3) Flown Command Module instrument card, from astronaut Richard Gordon. It is the instrument panel checklist used for electrical power system aborts during launch and reentry. And this was this mission that made it all very topical!
Apollo 12 was struck by lightning twice after takeoff, with the engine's plume of plasma acting as a lightning rod to Earth. This flipped circuit breakers for all of the fuel cells and disabled the instrumentation in the Command Module housing the astronauts, flipping almost every warning light. But the Saturn V rocket continued to fly normally, guided by the Saturn V flight control computer, which functions independently from the Command Module and is located in a huge ring lower down the rocket. Autopilot FTW. The card is just missing the essential "SCE to AUX"

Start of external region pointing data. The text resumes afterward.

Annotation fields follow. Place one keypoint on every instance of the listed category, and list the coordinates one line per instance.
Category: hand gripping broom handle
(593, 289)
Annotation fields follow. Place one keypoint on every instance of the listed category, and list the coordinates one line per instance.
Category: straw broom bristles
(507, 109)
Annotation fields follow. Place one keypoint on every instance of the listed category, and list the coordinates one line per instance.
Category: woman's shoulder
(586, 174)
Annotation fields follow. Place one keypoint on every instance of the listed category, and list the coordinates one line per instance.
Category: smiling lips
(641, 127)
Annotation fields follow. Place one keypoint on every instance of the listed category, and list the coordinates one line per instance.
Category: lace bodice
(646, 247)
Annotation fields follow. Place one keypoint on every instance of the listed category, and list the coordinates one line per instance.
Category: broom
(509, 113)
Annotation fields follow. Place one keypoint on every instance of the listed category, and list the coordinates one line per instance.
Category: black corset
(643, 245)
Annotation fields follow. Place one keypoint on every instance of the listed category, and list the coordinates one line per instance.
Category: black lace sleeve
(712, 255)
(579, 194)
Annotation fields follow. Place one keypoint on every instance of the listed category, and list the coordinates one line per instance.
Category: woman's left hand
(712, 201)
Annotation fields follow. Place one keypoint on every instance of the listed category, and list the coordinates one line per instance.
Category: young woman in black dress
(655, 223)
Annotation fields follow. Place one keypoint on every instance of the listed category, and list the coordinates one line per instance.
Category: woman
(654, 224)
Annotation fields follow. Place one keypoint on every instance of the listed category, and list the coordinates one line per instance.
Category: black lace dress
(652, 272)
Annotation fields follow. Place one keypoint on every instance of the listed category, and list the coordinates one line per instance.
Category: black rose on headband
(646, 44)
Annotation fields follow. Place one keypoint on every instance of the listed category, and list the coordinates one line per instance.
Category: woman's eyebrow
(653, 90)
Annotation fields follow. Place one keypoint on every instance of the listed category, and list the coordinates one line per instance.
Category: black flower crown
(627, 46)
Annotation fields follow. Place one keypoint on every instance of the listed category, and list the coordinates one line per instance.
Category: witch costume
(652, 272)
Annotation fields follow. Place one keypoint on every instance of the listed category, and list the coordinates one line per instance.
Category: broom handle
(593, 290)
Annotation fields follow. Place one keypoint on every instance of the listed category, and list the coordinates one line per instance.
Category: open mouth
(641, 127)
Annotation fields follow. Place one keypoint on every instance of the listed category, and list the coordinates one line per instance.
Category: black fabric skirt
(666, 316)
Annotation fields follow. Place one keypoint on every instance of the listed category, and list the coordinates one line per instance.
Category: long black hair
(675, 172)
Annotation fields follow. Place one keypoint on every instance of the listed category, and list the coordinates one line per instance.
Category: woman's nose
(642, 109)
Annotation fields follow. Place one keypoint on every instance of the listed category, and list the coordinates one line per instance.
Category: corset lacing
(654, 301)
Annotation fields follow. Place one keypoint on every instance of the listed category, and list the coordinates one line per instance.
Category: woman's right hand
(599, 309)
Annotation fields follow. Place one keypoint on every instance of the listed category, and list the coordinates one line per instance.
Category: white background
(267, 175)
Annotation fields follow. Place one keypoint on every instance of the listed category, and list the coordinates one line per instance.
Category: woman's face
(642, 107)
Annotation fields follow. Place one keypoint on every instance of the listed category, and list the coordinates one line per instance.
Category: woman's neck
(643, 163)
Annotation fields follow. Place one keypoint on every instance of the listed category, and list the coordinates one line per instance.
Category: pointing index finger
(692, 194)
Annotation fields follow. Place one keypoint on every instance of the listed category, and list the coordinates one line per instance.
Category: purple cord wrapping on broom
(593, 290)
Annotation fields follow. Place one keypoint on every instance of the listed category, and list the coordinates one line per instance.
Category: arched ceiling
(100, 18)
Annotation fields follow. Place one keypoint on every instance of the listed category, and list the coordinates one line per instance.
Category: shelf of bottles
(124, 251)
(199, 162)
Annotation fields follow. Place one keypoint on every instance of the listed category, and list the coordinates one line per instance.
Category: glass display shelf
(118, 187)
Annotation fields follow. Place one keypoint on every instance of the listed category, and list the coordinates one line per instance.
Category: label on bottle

4) Saturn V flight control computer. It's an analog computer that received attitude error signals from the Launch Vehicle Digital Computer and flight dynamic measurements from the on-board accelerometers and rate gyros to generate output commands to steer the Saturn V by gimbaling the engines during ascent.
Launched just four months after Apollo 11, this mission featured several firsts. Apollo 12 was: the first rocket launch attended by a U.S. president (Richard Nixon); the first precision lunar landing (Conrad landed within a few hundred feet of target); the first human examination of a previously-launched space probe (Surveyor 3); the first color television camera on the moon; and the first installation of a nuclear-powered Apollo Lunar Surface Experiments Package (ALSEP) for long-term data transfer back to earth.